The conflict itself is ages old. It does no good to point fingers all that way back. In the modern world, it is easy to blame Israel, a formerly displaced nation of people. However, as we all know there are innocent people on all sides. I am upset that Israel, so heavily supported by the US, whose people suffered so keenly during World War Two, have not chosen to demonstrate that we, as humans, can learn and grow and change. That the powers there believe it is okay to do what was done to them, actions that still scar the generations that follow.
It really does trouble me. As the daughter of a German-born father, who was only four when the war ended, I have carried some of the shame and responsibility that Germany has carried.

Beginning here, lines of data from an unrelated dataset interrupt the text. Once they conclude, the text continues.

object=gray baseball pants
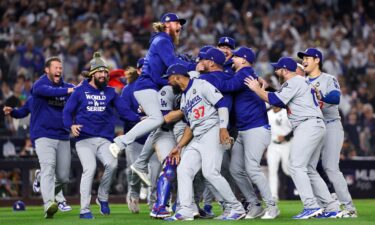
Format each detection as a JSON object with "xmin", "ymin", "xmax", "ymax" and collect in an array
[
  {"xmin": 288, "ymin": 118, "xmax": 338, "ymax": 211},
  {"xmin": 230, "ymin": 126, "xmax": 273, "ymax": 206},
  {"xmin": 177, "ymin": 125, "xmax": 244, "ymax": 218},
  {"xmin": 35, "ymin": 137, "xmax": 71, "ymax": 211},
  {"xmin": 125, "ymin": 141, "xmax": 143, "ymax": 199},
  {"xmin": 115, "ymin": 89, "xmax": 164, "ymax": 148},
  {"xmin": 321, "ymin": 120, "xmax": 355, "ymax": 211},
  {"xmin": 76, "ymin": 137, "xmax": 118, "ymax": 214}
]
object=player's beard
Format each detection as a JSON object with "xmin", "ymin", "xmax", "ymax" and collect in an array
[
  {"xmin": 172, "ymin": 84, "xmax": 182, "ymax": 95},
  {"xmin": 94, "ymin": 77, "xmax": 108, "ymax": 90},
  {"xmin": 170, "ymin": 29, "xmax": 180, "ymax": 45}
]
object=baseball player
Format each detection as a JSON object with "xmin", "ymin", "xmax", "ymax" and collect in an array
[
  {"xmin": 164, "ymin": 64, "xmax": 246, "ymax": 221},
  {"xmin": 194, "ymin": 47, "xmax": 235, "ymax": 218},
  {"xmin": 3, "ymin": 97, "xmax": 72, "ymax": 212},
  {"xmin": 212, "ymin": 47, "xmax": 278, "ymax": 219},
  {"xmin": 266, "ymin": 106, "xmax": 292, "ymax": 201},
  {"xmin": 29, "ymin": 56, "xmax": 74, "ymax": 218},
  {"xmin": 217, "ymin": 37, "xmax": 236, "ymax": 75},
  {"xmin": 119, "ymin": 66, "xmax": 149, "ymax": 214},
  {"xmin": 298, "ymin": 48, "xmax": 357, "ymax": 217},
  {"xmin": 245, "ymin": 56, "xmax": 340, "ymax": 219},
  {"xmin": 63, "ymin": 52, "xmax": 140, "ymax": 219},
  {"xmin": 110, "ymin": 13, "xmax": 191, "ymax": 157}
]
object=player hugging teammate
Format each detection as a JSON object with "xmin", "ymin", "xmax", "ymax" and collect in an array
[{"xmin": 5, "ymin": 12, "xmax": 356, "ymax": 221}]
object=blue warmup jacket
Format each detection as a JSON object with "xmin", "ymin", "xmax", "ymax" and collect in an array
[
  {"xmin": 216, "ymin": 67, "xmax": 269, "ymax": 131},
  {"xmin": 223, "ymin": 58, "xmax": 235, "ymax": 75},
  {"xmin": 31, "ymin": 74, "xmax": 74, "ymax": 140},
  {"xmin": 199, "ymin": 71, "xmax": 233, "ymax": 111},
  {"xmin": 135, "ymin": 32, "xmax": 189, "ymax": 91},
  {"xmin": 63, "ymin": 81, "xmax": 140, "ymax": 142},
  {"xmin": 120, "ymin": 81, "xmax": 148, "ymax": 145}
]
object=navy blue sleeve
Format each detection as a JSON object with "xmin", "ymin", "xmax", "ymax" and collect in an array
[
  {"xmin": 113, "ymin": 94, "xmax": 141, "ymax": 122},
  {"xmin": 216, "ymin": 71, "xmax": 248, "ymax": 93},
  {"xmin": 156, "ymin": 38, "xmax": 189, "ymax": 68},
  {"xmin": 321, "ymin": 90, "xmax": 340, "ymax": 105},
  {"xmin": 63, "ymin": 89, "xmax": 80, "ymax": 129},
  {"xmin": 33, "ymin": 82, "xmax": 70, "ymax": 97},
  {"xmin": 268, "ymin": 92, "xmax": 287, "ymax": 108},
  {"xmin": 10, "ymin": 98, "xmax": 32, "ymax": 118},
  {"xmin": 214, "ymin": 98, "xmax": 226, "ymax": 109}
]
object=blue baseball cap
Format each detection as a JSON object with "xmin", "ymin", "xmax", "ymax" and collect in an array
[
  {"xmin": 297, "ymin": 48, "xmax": 323, "ymax": 62},
  {"xmin": 271, "ymin": 57, "xmax": 297, "ymax": 72},
  {"xmin": 163, "ymin": 63, "xmax": 189, "ymax": 78},
  {"xmin": 161, "ymin": 13, "xmax": 186, "ymax": 25},
  {"xmin": 13, "ymin": 200, "xmax": 26, "ymax": 211},
  {"xmin": 232, "ymin": 46, "xmax": 255, "ymax": 64},
  {"xmin": 136, "ymin": 58, "xmax": 144, "ymax": 69},
  {"xmin": 218, "ymin": 37, "xmax": 235, "ymax": 49},
  {"xmin": 200, "ymin": 48, "xmax": 226, "ymax": 66},
  {"xmin": 197, "ymin": 45, "xmax": 214, "ymax": 61}
]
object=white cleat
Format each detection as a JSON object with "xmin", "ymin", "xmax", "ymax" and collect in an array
[
  {"xmin": 261, "ymin": 206, "xmax": 280, "ymax": 219},
  {"xmin": 130, "ymin": 165, "xmax": 151, "ymax": 186},
  {"xmin": 245, "ymin": 204, "xmax": 265, "ymax": 219},
  {"xmin": 342, "ymin": 209, "xmax": 358, "ymax": 218},
  {"xmin": 139, "ymin": 185, "xmax": 148, "ymax": 200},
  {"xmin": 58, "ymin": 202, "xmax": 72, "ymax": 212},
  {"xmin": 109, "ymin": 143, "xmax": 121, "ymax": 158}
]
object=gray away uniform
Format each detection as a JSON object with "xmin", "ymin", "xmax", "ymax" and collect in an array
[
  {"xmin": 177, "ymin": 79, "xmax": 244, "ymax": 218},
  {"xmin": 309, "ymin": 73, "xmax": 355, "ymax": 211},
  {"xmin": 275, "ymin": 75, "xmax": 338, "ymax": 211}
]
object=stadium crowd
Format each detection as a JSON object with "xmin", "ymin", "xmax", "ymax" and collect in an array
[{"xmin": 0, "ymin": 0, "xmax": 374, "ymax": 198}]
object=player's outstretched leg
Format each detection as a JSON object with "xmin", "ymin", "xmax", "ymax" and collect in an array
[{"xmin": 110, "ymin": 89, "xmax": 164, "ymax": 157}]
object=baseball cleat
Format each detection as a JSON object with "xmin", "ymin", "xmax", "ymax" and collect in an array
[
  {"xmin": 342, "ymin": 209, "xmax": 358, "ymax": 218},
  {"xmin": 130, "ymin": 165, "xmax": 151, "ymax": 186},
  {"xmin": 293, "ymin": 208, "xmax": 323, "ymax": 219},
  {"xmin": 261, "ymin": 206, "xmax": 280, "ymax": 219},
  {"xmin": 44, "ymin": 202, "xmax": 58, "ymax": 219},
  {"xmin": 139, "ymin": 185, "xmax": 148, "ymax": 200},
  {"xmin": 57, "ymin": 201, "xmax": 72, "ymax": 212},
  {"xmin": 150, "ymin": 205, "xmax": 171, "ymax": 218},
  {"xmin": 222, "ymin": 212, "xmax": 246, "ymax": 220},
  {"xmin": 127, "ymin": 194, "xmax": 140, "ymax": 214},
  {"xmin": 245, "ymin": 203, "xmax": 264, "ymax": 219},
  {"xmin": 32, "ymin": 169, "xmax": 41, "ymax": 193},
  {"xmin": 109, "ymin": 143, "xmax": 121, "ymax": 158},
  {"xmin": 96, "ymin": 198, "xmax": 110, "ymax": 215},
  {"xmin": 79, "ymin": 211, "xmax": 94, "ymax": 219},
  {"xmin": 199, "ymin": 204, "xmax": 215, "ymax": 219},
  {"xmin": 163, "ymin": 213, "xmax": 194, "ymax": 221},
  {"xmin": 315, "ymin": 211, "xmax": 343, "ymax": 219}
]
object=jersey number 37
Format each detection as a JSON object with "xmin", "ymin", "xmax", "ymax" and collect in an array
[{"xmin": 193, "ymin": 106, "xmax": 205, "ymax": 119}]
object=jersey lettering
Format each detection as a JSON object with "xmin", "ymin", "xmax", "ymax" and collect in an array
[{"xmin": 310, "ymin": 88, "xmax": 319, "ymax": 107}]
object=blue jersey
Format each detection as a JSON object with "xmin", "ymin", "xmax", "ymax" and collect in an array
[
  {"xmin": 216, "ymin": 67, "xmax": 269, "ymax": 131},
  {"xmin": 223, "ymin": 58, "xmax": 235, "ymax": 75},
  {"xmin": 31, "ymin": 74, "xmax": 74, "ymax": 140},
  {"xmin": 120, "ymin": 81, "xmax": 148, "ymax": 145},
  {"xmin": 63, "ymin": 81, "xmax": 140, "ymax": 141},
  {"xmin": 135, "ymin": 32, "xmax": 189, "ymax": 91},
  {"xmin": 199, "ymin": 71, "xmax": 233, "ymax": 112}
]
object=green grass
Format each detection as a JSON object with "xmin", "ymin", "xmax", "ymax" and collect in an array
[{"xmin": 0, "ymin": 200, "xmax": 374, "ymax": 225}]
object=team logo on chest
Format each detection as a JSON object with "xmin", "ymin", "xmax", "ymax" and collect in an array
[
  {"xmin": 182, "ymin": 95, "xmax": 202, "ymax": 114},
  {"xmin": 315, "ymin": 82, "xmax": 320, "ymax": 87},
  {"xmin": 193, "ymin": 89, "xmax": 196, "ymax": 94},
  {"xmin": 85, "ymin": 92, "xmax": 107, "ymax": 112}
]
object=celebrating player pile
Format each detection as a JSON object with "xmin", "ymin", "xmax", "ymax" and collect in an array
[{"xmin": 4, "ymin": 11, "xmax": 357, "ymax": 221}]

I have always taught Holocaust awareness. I have also taught about Israel and Palestine. What is happening was predictable. But we did nothing to stop what was inevitable.
Travelling to Europe in 2010 was illuminating for me. My sister and I went to the Terezin Camp in what is now the Czech Republic, in metres of snow and very cold temperatures, very rugged up. It was very moving. To know that people suffered there, especially children, through no fault of their own. And then to Berlin, where the people have tried to acknowledge what was grievously wrong through remembering it. We visit these places, we build memorials, so that we remember the history, in the hope that we will not repeat it. But we do not control what those in power do, and it is times like these that remind us that we really are the puppets of those ‘in charge’.
We say we are the smartest of all species because we act beyond instinct alone. Hmmm … food for thought there. I strongly doubt our intelligence and our sanity as a species. Our smarts have ensured that we destroy our planet, our local environments, other species and ourselves. If this is smart, give me instinct. Our quest for power has made us thieves. And has made us inhuman.
And so, what good does writing about it do?
Probably not much, if anything. I wish I knew what I could do to change it. I wish I possessed the courage to find out and to do it.
We trust our governments to act on our behalf. We trust our governments to protect us. I think though, that governments are eroding this trust. Not just through their inaction in Palestine/Israel or their poor action in supporting one side over the other, but through their own governance at home, or lack thereof.
People suffer everywhere, every day. I don’t. I am happy. I am blessed. And I am grateful for that but I wonder if it has made me complacent as I have aged. People warned me that my idealism and my passion would dwindle as I aged and I cheekily scoffed at them, reminding them that it was a choice to be outraged.
So with regards to this issue, once I would have fired up and become angry, demanding justice by joining groups and writing letters. I have always prided myself on the notion that I don’t stand idly by when injustice reigns. And in my work I hope to inspire the children I teach and the colleagues I work with to continue the fight for us, our kids, and the longevity of our profession. But even that isn’t as fervently chased as it used to be.
And so I write. As children are bombed. Killed. Destroyed.
But what else is there for me to do?